Whiskey And Grave Robbers, The Weird History Of ‘A Stiff Drink’

Do you still find yourself carrying sanitiser wherever you go, or maybe washing your hands a little bit more often than you did before the pandemic? Congratulations, you’re a product of recent medical developments. Sometimes people think of medicine as a field where progress only happens behind closed doors and in test tubes, but more often than not, it’s everyday events that shape scientific progress and how we learn more about the medical field. But sometimes, the route we take to get there isn’t always as palatable as we might hope.

One such example can be found in the story behind the phrase ‘a stiff drink’  The phrase has become a common expression in our everyday vocabulary, often used to describe a strong alcoholic beverage. However, the origins of this phrase can be traced back to a rather peculiar and macabre practice that took place in mid-19th century America. It involves a dark chapter in history where grave-robbing, medical research and extra-large barrels of whiskey all collide.

The Grave Snatching Era

During the 1800s, American universities faced a shortage of bodies for their anatomy classes. With limited options available for obtaining cadavers legally, a clandestine industry emerged, where grave robbers—ranging from janitors to doctors—were employed to exhume corpses from burial sites. Graveyards often turned a blind eye to this illicit trade, allowing the snatchers to carry out their operations undisturbed. In fact, everyone was so in agreement that the benefits of obtaining these bodies for research outweighed the robbery itself that in many states the sentence was lowered to being a ‘misdemeanour’ and the grave robbers often walked free. In fact, many of them got paid (under the table of course) to ferry more bodies to training hospitals and research centres.

Preserving the Departed

Unfortunately for them, smuggling bodies isn’t so easy when the ‘product’ is so…perishable, and grave robbers were tired of confining their activities to states which were always cold enough to preserve their goods. They decided the newly minted train system was their best bet to get bodies from one end of the country to another and increase their profits as a result. But there was still the issue of the smell. They needed a solution to preserve the corpses during long journeys, mask the smells and also offer a means of travelling under the radar. The answer to this problem lay in the use of alcohol. The grave thieves would place the bodies in barrels and fill the remaining space with liquor, which effectively masked the decomposing odour and helped preserve the bodies. 

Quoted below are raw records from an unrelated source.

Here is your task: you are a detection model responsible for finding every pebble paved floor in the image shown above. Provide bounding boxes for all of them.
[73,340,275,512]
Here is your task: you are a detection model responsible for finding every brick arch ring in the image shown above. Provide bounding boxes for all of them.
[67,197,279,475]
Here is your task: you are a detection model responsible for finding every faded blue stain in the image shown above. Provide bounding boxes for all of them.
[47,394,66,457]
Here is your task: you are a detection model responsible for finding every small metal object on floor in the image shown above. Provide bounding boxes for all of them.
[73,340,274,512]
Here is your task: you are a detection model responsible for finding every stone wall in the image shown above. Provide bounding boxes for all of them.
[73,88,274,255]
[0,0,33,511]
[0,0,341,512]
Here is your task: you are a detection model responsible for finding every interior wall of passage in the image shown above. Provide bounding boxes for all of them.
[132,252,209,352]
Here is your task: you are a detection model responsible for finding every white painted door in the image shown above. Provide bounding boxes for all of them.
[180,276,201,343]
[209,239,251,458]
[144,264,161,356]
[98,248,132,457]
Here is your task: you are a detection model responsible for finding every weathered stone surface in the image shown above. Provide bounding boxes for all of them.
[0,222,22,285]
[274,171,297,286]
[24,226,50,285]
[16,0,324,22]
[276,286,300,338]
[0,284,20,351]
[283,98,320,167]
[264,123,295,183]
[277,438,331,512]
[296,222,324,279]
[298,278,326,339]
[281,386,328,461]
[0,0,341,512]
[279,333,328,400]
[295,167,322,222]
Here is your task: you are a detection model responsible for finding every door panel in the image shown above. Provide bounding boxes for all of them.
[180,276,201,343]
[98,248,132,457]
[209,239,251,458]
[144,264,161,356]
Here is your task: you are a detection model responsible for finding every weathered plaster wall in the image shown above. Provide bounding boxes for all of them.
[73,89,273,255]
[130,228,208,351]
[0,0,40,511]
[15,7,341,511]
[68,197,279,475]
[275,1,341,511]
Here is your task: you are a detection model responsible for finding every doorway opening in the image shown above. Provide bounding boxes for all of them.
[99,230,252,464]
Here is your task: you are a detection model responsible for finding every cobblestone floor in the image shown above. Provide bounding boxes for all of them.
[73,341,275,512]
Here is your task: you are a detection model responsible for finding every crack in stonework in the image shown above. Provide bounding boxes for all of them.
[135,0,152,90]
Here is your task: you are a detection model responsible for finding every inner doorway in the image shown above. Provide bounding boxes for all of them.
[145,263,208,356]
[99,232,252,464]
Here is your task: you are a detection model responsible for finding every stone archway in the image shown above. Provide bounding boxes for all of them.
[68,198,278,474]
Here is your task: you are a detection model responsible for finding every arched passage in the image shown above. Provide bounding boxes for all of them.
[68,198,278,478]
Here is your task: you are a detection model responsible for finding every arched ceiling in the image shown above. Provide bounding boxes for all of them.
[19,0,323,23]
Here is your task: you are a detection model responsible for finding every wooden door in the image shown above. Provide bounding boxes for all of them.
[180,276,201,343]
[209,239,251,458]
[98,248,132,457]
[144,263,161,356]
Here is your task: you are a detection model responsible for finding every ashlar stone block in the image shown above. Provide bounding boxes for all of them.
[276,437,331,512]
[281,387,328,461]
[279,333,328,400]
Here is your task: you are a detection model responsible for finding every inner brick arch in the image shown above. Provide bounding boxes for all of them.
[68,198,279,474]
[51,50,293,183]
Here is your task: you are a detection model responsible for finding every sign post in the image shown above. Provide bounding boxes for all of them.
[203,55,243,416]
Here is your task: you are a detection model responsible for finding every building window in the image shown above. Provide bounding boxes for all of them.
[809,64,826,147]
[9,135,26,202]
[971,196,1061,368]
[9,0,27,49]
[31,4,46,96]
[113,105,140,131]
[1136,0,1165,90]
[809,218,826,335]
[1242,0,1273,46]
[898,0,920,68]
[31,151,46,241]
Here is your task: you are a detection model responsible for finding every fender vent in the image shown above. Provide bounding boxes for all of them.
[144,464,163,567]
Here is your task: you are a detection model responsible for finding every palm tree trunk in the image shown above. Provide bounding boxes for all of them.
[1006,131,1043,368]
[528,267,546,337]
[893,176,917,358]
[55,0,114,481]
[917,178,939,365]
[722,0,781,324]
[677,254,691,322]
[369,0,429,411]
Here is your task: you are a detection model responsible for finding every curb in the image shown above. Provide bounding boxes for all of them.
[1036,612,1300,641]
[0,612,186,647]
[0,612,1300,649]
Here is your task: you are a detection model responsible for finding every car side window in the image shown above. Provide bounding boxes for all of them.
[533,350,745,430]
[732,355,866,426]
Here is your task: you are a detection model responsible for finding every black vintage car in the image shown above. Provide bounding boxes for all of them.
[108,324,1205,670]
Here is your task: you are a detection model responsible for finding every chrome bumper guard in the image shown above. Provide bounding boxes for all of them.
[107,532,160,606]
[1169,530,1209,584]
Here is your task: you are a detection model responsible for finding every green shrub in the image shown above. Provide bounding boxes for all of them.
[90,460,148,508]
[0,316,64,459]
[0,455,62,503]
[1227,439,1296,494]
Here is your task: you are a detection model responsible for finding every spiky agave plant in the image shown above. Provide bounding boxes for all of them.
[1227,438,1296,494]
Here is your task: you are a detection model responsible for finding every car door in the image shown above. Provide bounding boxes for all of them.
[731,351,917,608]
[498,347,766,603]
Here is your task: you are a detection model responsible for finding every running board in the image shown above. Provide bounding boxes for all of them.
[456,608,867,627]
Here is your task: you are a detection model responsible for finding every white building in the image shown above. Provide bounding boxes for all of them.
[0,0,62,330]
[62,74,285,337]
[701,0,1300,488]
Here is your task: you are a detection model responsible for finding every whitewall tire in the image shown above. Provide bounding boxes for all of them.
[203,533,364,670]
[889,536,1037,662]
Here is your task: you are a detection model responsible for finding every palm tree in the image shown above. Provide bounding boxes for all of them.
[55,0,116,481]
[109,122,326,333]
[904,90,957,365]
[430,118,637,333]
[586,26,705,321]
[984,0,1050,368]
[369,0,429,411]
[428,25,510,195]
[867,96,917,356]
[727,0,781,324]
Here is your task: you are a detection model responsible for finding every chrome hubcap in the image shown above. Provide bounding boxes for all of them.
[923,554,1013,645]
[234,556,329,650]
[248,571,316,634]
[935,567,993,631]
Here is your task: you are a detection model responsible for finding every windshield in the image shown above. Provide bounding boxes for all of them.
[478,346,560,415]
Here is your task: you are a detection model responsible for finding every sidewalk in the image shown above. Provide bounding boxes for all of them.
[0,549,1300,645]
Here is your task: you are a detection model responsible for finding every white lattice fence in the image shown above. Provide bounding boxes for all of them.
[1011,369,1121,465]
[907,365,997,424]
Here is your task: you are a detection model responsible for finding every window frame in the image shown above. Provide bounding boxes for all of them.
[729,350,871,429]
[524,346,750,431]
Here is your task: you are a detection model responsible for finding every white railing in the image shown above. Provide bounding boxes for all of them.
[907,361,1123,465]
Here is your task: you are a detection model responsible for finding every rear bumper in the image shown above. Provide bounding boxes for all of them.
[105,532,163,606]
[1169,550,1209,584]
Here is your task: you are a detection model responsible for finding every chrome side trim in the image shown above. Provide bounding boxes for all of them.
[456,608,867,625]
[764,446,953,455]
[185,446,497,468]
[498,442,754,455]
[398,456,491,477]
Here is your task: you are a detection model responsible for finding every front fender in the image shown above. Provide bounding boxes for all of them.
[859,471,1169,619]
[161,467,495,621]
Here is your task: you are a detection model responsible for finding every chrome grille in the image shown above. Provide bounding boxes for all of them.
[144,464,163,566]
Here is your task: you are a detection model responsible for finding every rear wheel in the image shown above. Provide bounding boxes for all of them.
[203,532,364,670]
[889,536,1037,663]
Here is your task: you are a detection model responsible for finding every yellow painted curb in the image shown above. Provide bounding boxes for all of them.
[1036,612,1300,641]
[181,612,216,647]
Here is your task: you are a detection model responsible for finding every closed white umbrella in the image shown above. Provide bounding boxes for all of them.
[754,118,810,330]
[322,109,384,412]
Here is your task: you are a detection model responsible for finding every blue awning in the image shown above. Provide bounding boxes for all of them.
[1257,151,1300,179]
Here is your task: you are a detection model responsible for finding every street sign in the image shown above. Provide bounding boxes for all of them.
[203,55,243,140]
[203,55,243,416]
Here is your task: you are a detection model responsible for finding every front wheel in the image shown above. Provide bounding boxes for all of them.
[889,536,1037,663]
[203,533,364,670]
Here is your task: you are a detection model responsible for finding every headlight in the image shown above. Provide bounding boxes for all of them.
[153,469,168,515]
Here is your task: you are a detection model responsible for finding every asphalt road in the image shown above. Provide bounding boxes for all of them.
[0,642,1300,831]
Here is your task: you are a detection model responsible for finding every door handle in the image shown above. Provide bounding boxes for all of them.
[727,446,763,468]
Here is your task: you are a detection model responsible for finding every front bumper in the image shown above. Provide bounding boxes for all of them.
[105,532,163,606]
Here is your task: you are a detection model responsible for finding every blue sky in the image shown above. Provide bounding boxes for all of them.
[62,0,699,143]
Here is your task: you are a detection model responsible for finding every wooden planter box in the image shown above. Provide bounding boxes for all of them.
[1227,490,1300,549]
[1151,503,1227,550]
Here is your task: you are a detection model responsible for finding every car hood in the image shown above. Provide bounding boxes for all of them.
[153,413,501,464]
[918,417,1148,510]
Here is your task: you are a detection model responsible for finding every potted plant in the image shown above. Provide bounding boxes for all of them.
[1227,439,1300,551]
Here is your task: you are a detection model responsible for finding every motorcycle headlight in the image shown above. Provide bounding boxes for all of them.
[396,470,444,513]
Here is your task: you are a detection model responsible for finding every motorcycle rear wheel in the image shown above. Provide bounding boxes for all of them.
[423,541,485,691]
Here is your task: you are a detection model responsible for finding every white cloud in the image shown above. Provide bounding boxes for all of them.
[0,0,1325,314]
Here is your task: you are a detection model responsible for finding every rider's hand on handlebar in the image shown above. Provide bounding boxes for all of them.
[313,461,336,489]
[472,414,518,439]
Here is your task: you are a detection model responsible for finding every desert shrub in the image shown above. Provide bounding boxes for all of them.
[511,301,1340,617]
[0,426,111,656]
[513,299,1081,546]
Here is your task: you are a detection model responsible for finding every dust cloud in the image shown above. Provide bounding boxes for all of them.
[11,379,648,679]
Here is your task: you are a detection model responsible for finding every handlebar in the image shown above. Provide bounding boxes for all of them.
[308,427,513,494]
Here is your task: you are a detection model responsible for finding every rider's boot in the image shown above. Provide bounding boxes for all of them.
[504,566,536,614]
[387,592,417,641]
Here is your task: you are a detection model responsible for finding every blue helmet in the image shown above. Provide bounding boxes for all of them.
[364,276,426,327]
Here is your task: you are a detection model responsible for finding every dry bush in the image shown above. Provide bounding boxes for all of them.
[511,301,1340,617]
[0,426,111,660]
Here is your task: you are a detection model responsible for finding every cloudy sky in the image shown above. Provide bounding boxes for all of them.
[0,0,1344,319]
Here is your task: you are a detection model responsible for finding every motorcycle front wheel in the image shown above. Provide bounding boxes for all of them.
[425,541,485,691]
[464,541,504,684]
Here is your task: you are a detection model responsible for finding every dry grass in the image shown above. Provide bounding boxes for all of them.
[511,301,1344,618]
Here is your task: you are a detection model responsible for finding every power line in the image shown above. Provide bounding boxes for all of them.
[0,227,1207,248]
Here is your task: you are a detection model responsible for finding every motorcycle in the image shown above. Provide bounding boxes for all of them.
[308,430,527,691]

From Preservation to Profit

After reaching their destination, the enterprising grave snatchers sought to capitalise further on their grim trade. Initially, they would pour out the alcohol after the bodies had been handed over to the relevant facilities and then the barrels would return empty for the next batch. But then the enterprising smugglers saw a new revenue stream, waiting to be tapped. They would sell the alcohol, now infused with the macabre essence of the corpses, at a discount, to the public eager for a buzz and almost always completely oblivious to its true origin. For those in the know, a sip from one of these barrels became known as ‘a stiff drink’ and if you heard the code, it was a sign to avoid any libations for the evening.

Modern Day Medicine

Despite the dubious origins of 'a stiff drink,' it is important to acknowledge the unintended positive consequences that emerged from this dark era. The scarcity of legally available bodies for scientific study prompted the establishment of state Anatomy Boards, which distributed unclaimed cadavers for educational and research purposes. These developments contributed to significant advancements in our understanding of the human body, even if the knowledge was acquired from bodies obtained against their dying wishes.

Fortunately, times have changed, and today we no longer rely on grave snatching to fulfil the demand for bodies in medical research and education. The focus has shifted to encouraging voluntary body donation for scientific purposes and a much more advanced relationship with technology to pursue new developments in the medical field. While the phrase 'a stiff drink' retains its historical connotations, it now serves as a reminder of how far we’ve come, and to never accept a glass of whiskey from an unmarked barrel.